2. The CLIA-certified laboratory bills Medicare Part B under its own NPI. CMS guidance refers to the “billing NPI” as the entity for which an “applicable laboratory” determination is made. If an organization with five CLIA-certified laboratories bills under five different NPIs, they are considered to be five separate laboratories, but if they all bill under the same NPI, they are considered to be a single laboratory with the combined revenue of all five.

3. The laboratory’s NPI has $12,500 or more Medicare CLFS revenue from claims with final payments made in the Jan. 1, 2016, to June 30, 2016, period. This “low expenditure threshold” will exclude many physicians’ offices that perform laboratory tests. The 6-month time period refers to when final payments occurred (including payments for appealed claims), not to when tests were performed. Note that anatomic pathology procedures are paid on the Physician Fee Schedule (PFS), not the CLFS. CMS has posted a list of the CLFS HCPCS codes on its website.

4. Of the total Medicare revenue received by the CLIA-certified laboratory’s billing NPI from all sources, more than half (50%) came from the CLFS or the PFS. Here, “all sources” includes Medicare revenue from hospital DRGs, outpatient APCs and Medicare Advantage plans, as well as the CLFS and PFS. Note that this “majority of Medicare revenues” test counts revenue from both the PFS and the CLFS, while the low expenditure threshold in No. 3 above only counts CLFS revenue.

For most physician offices, it is likely that the PFS or CLFS make up the vast majority of Medicare revenue, while many hospitals receive most of their Medicare revenue through the DRG and APC bundled payments, which are not included in the numerator.

If your laboratory meets all of the four criteria above, it is an applicable laboratory, and your practice will be required to submit payment data to CMS. If you determine that it is not, you are not required to participate in this reporting process; further, CMS’ rules prohibit voluntary reporting.

If you have concluded that yours is an “applicable laboratory,” what is required?

Prepare to collect “applicable information” for the initial data collection period of Jan. 1, 2016, through June 30, 2016. Applicable information includes 1) a specific HCPCS code, 2) the final payment rate(s) paid by each private payer (net of price concessions) for that code, and 3) the volume of tests that were paid at each private payer rate. Private payers include group and individual market health plans, Medicare Advantage plans and Medicaid managed care plans, and should include payments from secondary payers. If patients paid cost-sharing, these amounts also must be reported, but the names of the plans or of patients should not be reported.

Applicable laboratories are not required to report denied claims (“zero payments”), capitated payments and remittances in which the payer grouped test-level payments into a single encounter-level payment. If a test is paid using an unlisted or Not Otherwise Classified (NOC) code, it cannot be reported, either.
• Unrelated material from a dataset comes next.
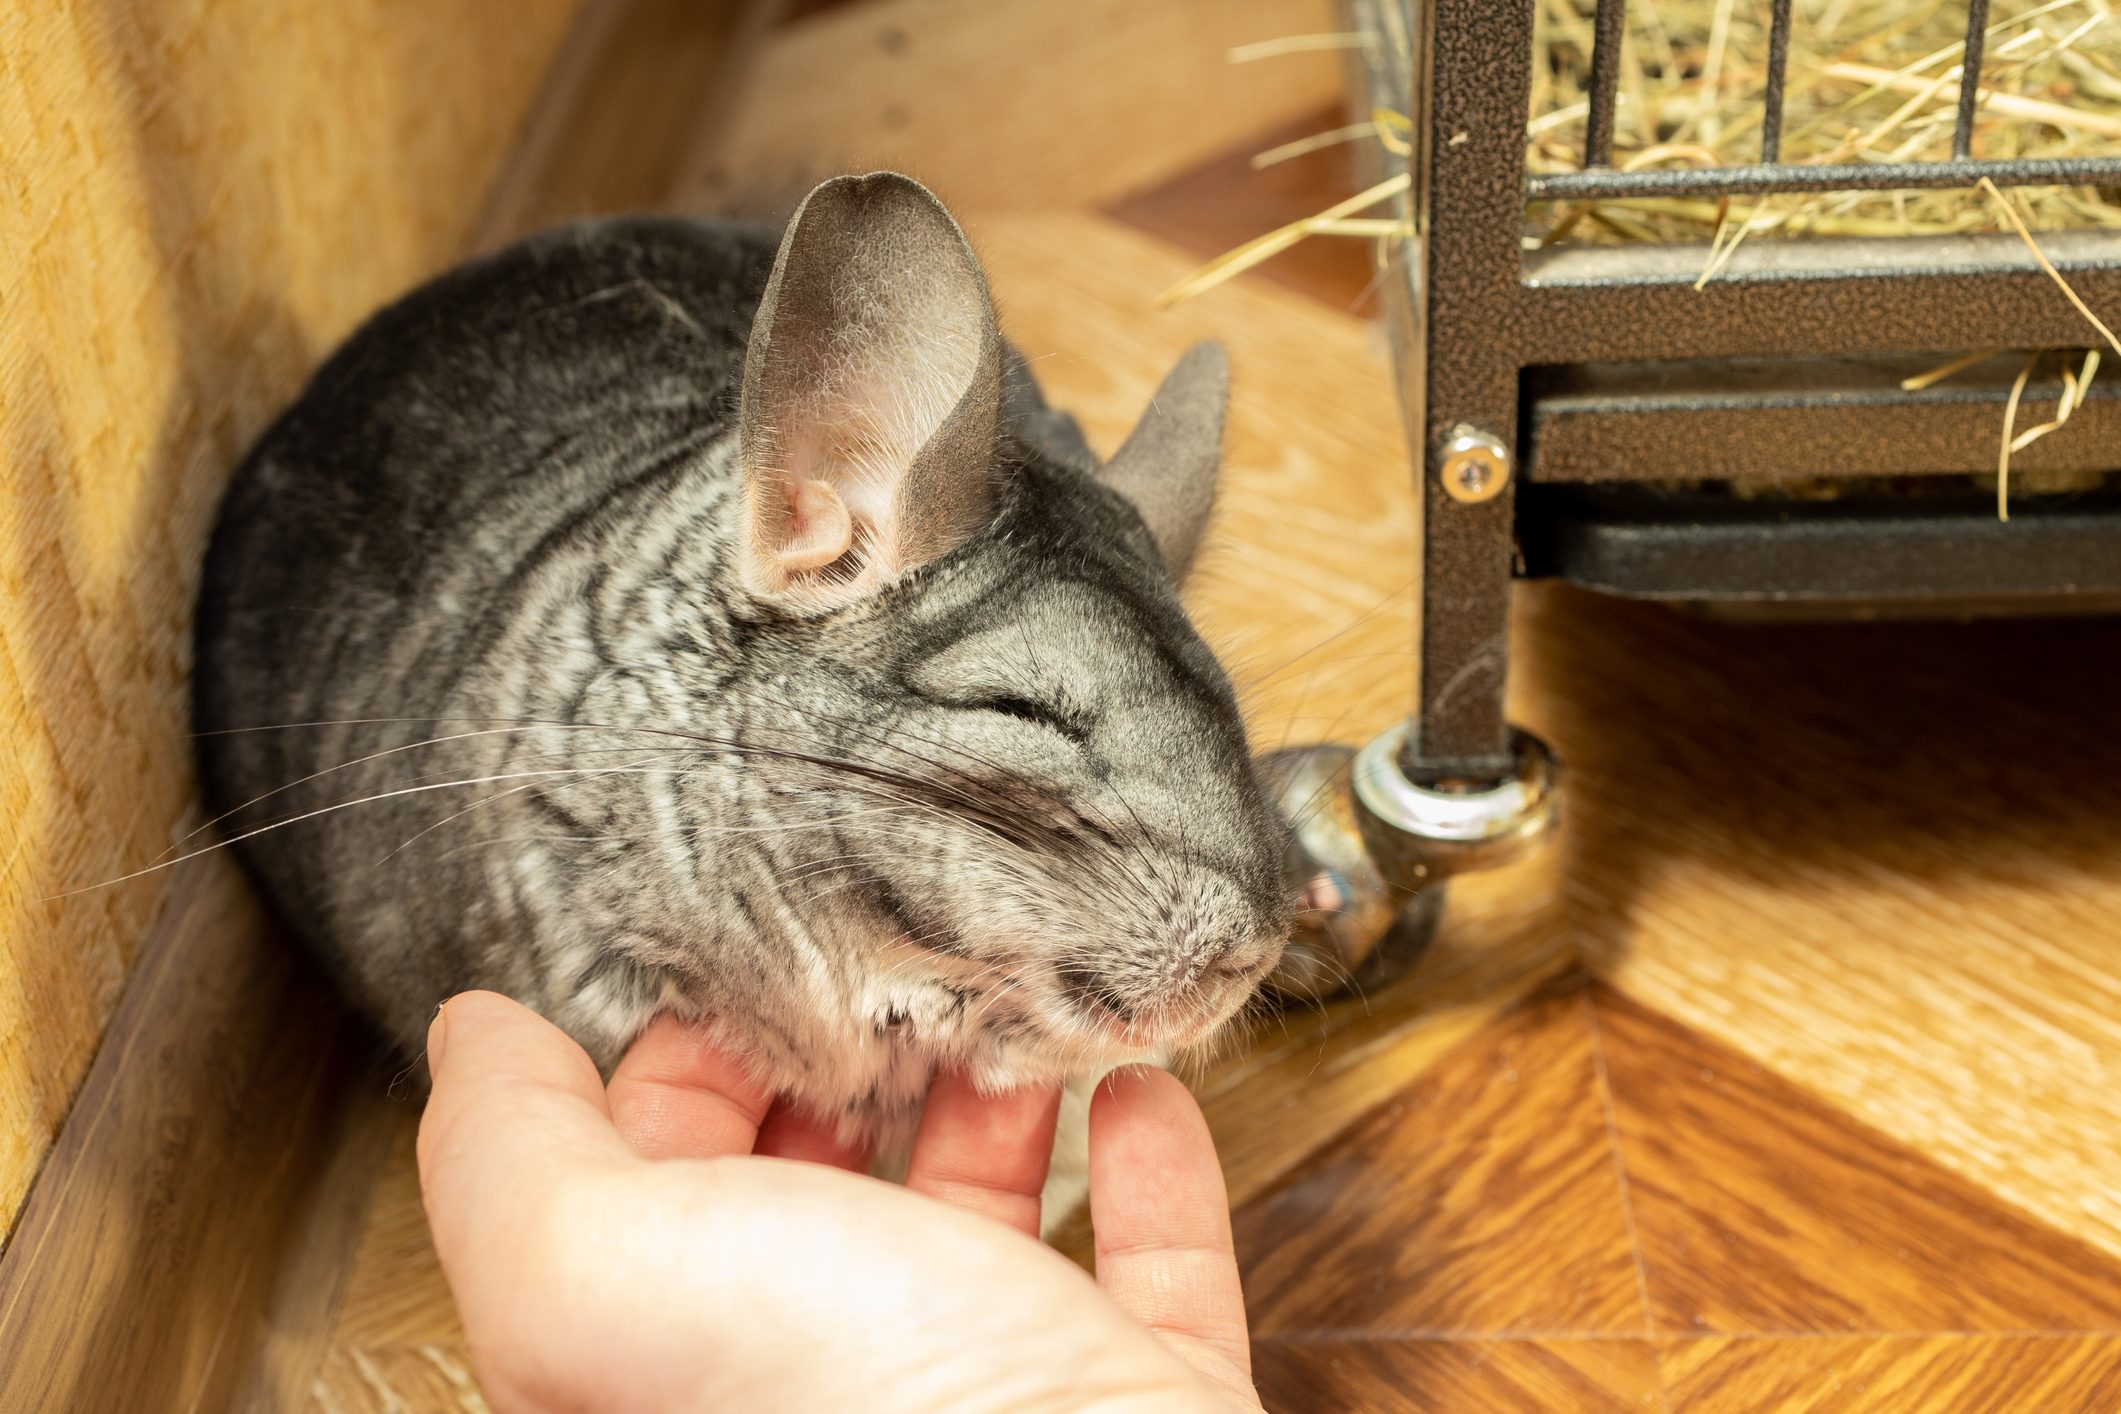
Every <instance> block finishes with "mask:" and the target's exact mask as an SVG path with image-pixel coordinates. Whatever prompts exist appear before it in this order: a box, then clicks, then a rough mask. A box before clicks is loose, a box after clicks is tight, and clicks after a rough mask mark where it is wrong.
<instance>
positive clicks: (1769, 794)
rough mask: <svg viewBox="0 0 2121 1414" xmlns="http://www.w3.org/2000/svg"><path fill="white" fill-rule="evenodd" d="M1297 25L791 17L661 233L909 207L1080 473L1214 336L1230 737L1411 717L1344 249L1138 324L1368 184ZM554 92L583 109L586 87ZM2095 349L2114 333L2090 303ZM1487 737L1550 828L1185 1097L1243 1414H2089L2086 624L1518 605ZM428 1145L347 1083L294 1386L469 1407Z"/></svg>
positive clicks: (2105, 1260)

Once gathered, report applicable information to CMS during the “data reporting period” of Jan. 1 to March 31, 2017.

A senior executive (the president, CEO, CFO or their direct report) must certify that the information is accurate, complete and truthful, and meets all of the reporting parameters. Failure to report, or mistakes or omissions in reporting, is punishable by a civil monetary penalty of up to $10,017 per day, per violation, and could be the basis for prosecution under the False Claims Act.

More information will be forthcoming.

For example, CMS is reportedly building a data collection system with a Web portal for laboratories to upload their data, but the desired format for the data is unknown at this time. CMS is expected to issue further guidance on the reporting requirements this fall.